When running test_sort_correct, Hypothesis uses the lists(integers()) strategy to generate random lists of integers. Feel free to run python example.py to get an idea of the kinds of lists Hypothesis generates (and to convince yourself that this test passes).

Adding floats to our test

This test is a good start. But selection_sort should be able to sort lists with floats, too. If we wanted to generate lists of either integers or floats, we can change our strategy:

# changes to example.py
@given(st.lists(st.integers() | st.floats()))
def test_sort_correct(lst):
    pass

The pipe operator | takes two strategies, and returns a new strategy which generates values from either of its strategies. So the strategy integers() | floats() can generate either an integer, or a float.

Note

strategy1 | strategy2 is equivalent to st.one_of(strategy1, strategy2).

Preventing floats() from generating nan

Even though test_sort_correct passed when we used lists of integers, it actually fails now that we’ve added floats! If you run python example.py, you’ll likely (but not always; this is random testing, after all) find that Hypothesis reports a counterexample to test_sort_correct. For me, that counterexample is [1.0, nan, 0]. It might be different for you.
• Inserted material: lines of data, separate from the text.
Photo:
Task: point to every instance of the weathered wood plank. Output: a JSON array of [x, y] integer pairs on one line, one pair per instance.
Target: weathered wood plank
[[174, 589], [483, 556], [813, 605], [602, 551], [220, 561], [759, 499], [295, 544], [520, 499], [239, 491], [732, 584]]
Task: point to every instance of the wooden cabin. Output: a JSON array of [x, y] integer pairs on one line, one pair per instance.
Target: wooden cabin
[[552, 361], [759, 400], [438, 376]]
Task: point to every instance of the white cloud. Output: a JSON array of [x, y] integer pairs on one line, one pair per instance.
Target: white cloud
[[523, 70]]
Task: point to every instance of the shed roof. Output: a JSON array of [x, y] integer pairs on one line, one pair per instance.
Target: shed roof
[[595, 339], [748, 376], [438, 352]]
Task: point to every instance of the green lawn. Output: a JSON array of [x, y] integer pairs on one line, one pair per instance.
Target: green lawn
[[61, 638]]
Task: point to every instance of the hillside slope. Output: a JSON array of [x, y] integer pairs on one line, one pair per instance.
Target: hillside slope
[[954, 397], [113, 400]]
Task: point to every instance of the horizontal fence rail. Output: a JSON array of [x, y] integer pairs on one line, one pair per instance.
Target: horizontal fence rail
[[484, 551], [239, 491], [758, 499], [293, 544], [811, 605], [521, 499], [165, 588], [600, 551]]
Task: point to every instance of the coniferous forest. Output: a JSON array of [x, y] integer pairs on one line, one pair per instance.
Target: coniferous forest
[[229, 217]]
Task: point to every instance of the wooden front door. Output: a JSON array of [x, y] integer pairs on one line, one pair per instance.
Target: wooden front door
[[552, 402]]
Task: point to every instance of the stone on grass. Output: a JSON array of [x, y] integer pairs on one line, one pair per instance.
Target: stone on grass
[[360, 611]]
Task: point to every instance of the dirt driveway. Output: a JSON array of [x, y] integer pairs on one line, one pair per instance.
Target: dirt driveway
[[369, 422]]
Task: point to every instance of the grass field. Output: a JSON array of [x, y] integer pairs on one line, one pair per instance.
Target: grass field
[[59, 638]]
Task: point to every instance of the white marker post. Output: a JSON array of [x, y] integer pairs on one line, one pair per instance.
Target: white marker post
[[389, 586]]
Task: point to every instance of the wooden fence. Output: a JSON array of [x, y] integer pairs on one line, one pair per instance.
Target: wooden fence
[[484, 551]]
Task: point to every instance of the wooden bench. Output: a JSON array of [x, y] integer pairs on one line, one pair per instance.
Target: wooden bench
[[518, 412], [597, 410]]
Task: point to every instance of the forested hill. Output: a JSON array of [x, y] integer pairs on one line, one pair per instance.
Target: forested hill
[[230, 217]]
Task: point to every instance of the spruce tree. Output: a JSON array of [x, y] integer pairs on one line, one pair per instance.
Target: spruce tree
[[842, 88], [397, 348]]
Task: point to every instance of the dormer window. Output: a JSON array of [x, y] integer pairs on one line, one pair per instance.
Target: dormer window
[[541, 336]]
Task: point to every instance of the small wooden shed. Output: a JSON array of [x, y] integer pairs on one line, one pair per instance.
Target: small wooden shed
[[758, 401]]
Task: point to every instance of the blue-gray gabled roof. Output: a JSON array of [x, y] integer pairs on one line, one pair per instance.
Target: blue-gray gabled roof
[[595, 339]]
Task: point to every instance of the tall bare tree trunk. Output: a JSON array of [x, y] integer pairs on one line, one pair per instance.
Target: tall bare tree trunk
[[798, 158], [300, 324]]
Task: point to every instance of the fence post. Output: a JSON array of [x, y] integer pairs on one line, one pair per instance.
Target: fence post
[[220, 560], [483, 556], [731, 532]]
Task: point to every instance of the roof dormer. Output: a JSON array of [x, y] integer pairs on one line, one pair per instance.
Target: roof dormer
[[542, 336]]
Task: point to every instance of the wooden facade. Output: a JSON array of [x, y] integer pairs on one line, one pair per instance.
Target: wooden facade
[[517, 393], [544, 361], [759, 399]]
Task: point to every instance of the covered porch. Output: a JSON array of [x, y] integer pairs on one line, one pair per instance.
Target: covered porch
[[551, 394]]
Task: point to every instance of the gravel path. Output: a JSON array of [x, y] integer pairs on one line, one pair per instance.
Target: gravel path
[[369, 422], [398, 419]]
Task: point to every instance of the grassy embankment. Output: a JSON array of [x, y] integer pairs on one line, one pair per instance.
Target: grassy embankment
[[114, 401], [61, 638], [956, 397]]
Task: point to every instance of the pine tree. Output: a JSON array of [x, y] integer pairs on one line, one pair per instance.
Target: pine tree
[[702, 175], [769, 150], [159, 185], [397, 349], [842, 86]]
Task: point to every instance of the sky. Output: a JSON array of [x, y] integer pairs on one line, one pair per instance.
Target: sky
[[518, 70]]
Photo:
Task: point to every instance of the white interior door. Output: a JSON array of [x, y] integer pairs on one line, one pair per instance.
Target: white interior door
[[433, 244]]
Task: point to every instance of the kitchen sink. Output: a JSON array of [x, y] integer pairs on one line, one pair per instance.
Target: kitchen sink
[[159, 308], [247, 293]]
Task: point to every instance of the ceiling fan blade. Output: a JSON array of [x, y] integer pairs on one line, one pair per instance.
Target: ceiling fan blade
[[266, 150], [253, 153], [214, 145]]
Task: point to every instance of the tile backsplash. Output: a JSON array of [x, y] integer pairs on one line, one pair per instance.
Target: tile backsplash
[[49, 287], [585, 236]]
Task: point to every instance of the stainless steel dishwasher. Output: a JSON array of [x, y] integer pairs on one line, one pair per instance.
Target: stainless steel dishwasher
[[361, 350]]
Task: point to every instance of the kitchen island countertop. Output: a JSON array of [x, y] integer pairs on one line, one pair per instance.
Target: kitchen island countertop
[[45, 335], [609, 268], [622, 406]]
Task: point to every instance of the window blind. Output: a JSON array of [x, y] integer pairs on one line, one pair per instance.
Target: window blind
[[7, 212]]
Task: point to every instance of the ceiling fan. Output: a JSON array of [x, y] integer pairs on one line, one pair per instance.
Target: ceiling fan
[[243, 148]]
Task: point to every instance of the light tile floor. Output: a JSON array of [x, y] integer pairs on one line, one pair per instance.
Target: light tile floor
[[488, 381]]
The issue is that sorting in the presence of nan is not well defined. As a result, we may decide that we don’t want to generate them while testing. We can pass floats(allow_nan=False) to tell Hypothesis not to generate nan:

# changes to example.py
@given(st.lists(st.integers() | st.floats(allow_nan=False)))
def test_sort_correct(lst):
    pass

And now this test passes without issues.

Note

You can use the .example() method to get an idea of the kinds of things a strategy will generate:

>>> st.lists(st.integers() | st.floats(allow_nan=False)).example()
[-5.969063e-08, 15283673678, 18717, -inf]

Note that .example() is intended for interactive use only (i.e., in a REPL). It is not intended to be used inside tests.

Tests with multiple arguments

If we wanted to pass multiple arguments to a test, we can do this by passing multiple strategies to @given:

from hypothesis import given, strategies as st

@given(st.integers(), st.lists(st.floats()))
def test_multiple_arguments(n, lst):
    assert isinstance(n, int)
    assert isinstance(lst, list)
    for f in lst:
        assert isinstance(f, float)

Keyword arguments

We can also pass strategies using keyword arguments:

@given(lst=st.lists(st.floats()), n=st.integers())  #  <-- changed
def test_multiple_arguments(n, lst):
    pass

Note that even though we changed the order the parameters to @given appear, we also explicitly told it which parameters to pass to by using keyword arguments, so the meaning of the test hasn’t changed.

In general, you can think of positional and keyword arguments to @given as being forwarded to the test arguments.

Note

One exception is that @given does not support mixing positional and keyword arguments. See the @given documentation for more about how it handles arguments.

Running Hypothesis tests

There are a few ways to run a Hypothesis test.

  • Explicitly call it, like test_is_integer(), as we’ve seen. Hypothesis tests are just normal functions, except @given handles generating and passing values for the function arguments.

  • Let a test runner such as pytest pick up on it (as long as the function name starts with test_).

Concretely, when running a Hypothesis test, Hypothesis will:

  • generate 100 random inputs,

  • run the body of the function for each input, and

  • report any exceptions that get raised.

Note

The number of examples can be controlled with the max_examples setting. The default is 100.

When to use Hypothesis and property-based testing

Property-based testing is a powerful addition to unit testing. It is not always a replacement.

If you’re having trouble coming up with a property in your code to test, we recommend trying the following:

  • Look for round-trip properties: encode/decode, serialize/deserialize, etc. These property-based tests tend to be both powerful and easy to write.

  • Look for @pytest.mark.parametrize in your existing tests. This is sometimes a good hint you can replace the parametrization with a strategy. For instance, @pytest.mark.parametrize("n", range(0, 100)) could be replaced by @given(st.integers(0, 100 - 1)).

  • Simply call your code with random inputs (of the correct shape) from Hypothesis! You might be surprised how often this finds crashes. This can be especially valuable for projects with a single entrypoint interface to a lot of underlying code.

Other examples of properties include:

  • An optimized implementation is equivalent to a slower, but clearly correct, implementation.

  • A sequence of transactions in a financial system always “balances”; money never gets lost.

  • The derivative of a polynomial of order n has order n - 1.

  • A type-checker, linter, formatter, or compiler does not crash when called on syntactically valid code.

  • And more.